В конце концов, после трех месяцев заключения суд признал меня невиновным и отпустил на волю. В день освобождения начальник тюрьмы вместе с начальниками всех ее отделений устроил мне почетные проводы. За три месяца все они стали членами Семьи Объединения. Они действительно открыли мне свою душу, и причина тому была очень простой. Узнав меня ближе, они увидели, что я совсем не такой, каким представлялся по слухам. В итоге получилось, что ложные слухи, распространившиеся в обществе, помогли в нашей миссионерской работе!

Когда меня забирала полиция, все средства массовой информации и все общество раздули вокруг большую шумиху. Но когда меня признали невиновным и освободили, все молчали, будто воды набрали в рот.
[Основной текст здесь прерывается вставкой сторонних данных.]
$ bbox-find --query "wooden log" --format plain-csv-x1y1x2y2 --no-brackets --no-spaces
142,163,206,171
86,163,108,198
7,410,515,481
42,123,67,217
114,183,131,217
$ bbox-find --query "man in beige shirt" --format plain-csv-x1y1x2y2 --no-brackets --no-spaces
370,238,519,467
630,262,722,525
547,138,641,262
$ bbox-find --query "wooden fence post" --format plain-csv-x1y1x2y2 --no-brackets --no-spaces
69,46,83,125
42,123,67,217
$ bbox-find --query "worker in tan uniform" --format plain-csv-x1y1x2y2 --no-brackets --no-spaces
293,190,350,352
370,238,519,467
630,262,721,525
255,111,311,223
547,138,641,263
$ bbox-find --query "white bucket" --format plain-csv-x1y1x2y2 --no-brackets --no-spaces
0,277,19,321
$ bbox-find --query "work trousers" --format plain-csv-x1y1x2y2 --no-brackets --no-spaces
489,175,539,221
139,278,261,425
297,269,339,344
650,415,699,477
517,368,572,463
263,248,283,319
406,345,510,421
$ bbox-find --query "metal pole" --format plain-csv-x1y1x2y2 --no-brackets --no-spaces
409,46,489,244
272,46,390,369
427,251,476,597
Единственным упоминанием о моей невиновности и последующем освобождении была крохотная заметка в три строки в самом дальнем углу газетного листа, гласившая, что «преподобного Муна признали невиновным и выпустили на свободу». Грязные слухи, породившие скандал на всю страну, оказались ложными, но этот факт благополучно затерли и забыли. Члены Церкви пытались протестовать и говорили мне: «Преподобный Мун, это же несправедливо! Все это до такой степени выводит нас из себя, что мы не можем больше терпеть». Они плакали передо мной, но я молчал и просто утешал их.

Я никогда не забуду ту боль, которая навалилась на меня вместе с ложными обвинениями. Но я терпел, даже когда против меня ополчилось столько людей, что казалось, будто мне нет места во всей Корее. Эти боль и печаль навсегда засели где-то глубоко, в самом дальнем уголке сердца.

Я был похож на дерево, покореженное ветрами и ливнями и опаленное пожаром, но я ни за что не позволил бы себе сгореть дотла и умереть. Даже на обгоревших ветвях по весне распускаются свежие почки. Если я буду продолжать свой путь со смирением и твердой убежденностью, однажды непременно наступит день, когда люди поймут ценность того, что я сделал.